While it’s a fun activity for her students, Barber said it also helps underscore the importance of securing a diversified customer base when running your own business.
“You have to think about ways to get more customers in your business,” said Barber. “Whether it’s a restaurant or a book store or a maple business, what are some things you can do to attract a different type of customer that might never have gone into your business before?”
A lot of businesses now offer regular events and activities for kids and families, said Barber.
Think a wreath-making class at a Christmas tree farm or perhaps a cake-decorating class at a bakery - anything that creates an additional revenue stream beyond a business’s core means of money-making.
“If you get your kids in there as well you get a totally different group of adults that are coming to your place that might not have before,” Barber said. “That’s so important - especially now when things are so rough for small businesses.”

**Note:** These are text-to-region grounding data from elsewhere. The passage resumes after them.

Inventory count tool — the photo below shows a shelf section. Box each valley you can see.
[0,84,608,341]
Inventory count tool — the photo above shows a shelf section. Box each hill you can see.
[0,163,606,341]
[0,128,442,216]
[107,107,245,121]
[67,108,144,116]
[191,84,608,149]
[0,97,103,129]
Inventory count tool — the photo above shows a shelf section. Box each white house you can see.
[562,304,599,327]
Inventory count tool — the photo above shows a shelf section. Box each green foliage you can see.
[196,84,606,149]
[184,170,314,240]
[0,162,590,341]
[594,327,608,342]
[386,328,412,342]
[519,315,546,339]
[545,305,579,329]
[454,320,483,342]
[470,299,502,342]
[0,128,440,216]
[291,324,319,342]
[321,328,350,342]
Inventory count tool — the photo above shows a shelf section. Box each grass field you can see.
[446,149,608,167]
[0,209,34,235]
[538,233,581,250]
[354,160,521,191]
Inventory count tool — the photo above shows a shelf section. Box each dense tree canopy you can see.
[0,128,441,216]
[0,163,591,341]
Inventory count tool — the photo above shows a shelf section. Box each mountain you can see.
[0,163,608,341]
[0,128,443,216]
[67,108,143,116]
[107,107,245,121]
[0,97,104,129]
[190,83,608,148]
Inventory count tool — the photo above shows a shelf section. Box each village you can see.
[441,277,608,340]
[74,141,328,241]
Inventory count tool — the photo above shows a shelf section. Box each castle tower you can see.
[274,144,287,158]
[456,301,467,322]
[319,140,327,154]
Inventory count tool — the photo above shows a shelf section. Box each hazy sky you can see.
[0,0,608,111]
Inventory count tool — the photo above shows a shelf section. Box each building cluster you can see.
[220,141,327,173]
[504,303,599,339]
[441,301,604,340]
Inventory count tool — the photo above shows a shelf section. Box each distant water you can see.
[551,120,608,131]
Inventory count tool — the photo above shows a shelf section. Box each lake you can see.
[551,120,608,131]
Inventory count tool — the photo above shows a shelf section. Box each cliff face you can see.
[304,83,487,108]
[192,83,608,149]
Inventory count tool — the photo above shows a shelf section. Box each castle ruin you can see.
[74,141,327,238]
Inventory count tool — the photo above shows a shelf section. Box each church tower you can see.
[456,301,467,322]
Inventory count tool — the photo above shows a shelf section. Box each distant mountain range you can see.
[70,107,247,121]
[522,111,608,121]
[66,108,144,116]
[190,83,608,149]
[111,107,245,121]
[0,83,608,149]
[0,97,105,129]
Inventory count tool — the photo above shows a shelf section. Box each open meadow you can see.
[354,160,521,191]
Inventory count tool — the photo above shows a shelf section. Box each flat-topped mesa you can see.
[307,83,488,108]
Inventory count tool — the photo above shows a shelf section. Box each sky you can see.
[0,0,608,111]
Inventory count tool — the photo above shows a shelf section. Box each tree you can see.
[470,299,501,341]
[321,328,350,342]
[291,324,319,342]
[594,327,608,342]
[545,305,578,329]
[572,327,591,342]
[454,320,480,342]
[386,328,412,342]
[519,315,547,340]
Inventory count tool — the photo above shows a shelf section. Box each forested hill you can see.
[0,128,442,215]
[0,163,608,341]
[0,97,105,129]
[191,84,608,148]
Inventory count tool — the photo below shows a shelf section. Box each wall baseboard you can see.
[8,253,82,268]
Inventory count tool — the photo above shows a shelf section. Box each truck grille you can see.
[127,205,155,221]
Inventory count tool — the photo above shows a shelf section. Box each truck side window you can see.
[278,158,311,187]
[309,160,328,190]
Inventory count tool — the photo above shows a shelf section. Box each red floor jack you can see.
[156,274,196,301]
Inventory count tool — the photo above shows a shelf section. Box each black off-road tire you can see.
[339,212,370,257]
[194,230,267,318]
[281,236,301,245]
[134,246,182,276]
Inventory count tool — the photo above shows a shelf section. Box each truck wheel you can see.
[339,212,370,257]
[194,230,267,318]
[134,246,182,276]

In addition to graham crackers, Barber’s students had everything from pretzel sticks and marshmallows to Starbursts and Fruit Loops at their fingertips to help decorate their farms, which they’ll continue working on for the next couple of weeks.
Students Mrs. Michelle Barber’s seventh and eighth grade Introduction to Agriculture class used everything from graham crackers and pretzel sticks to Starbursts and Fruit Loops to craft their very own miniature farms - complete with silos, barns, fields and other outbuildings.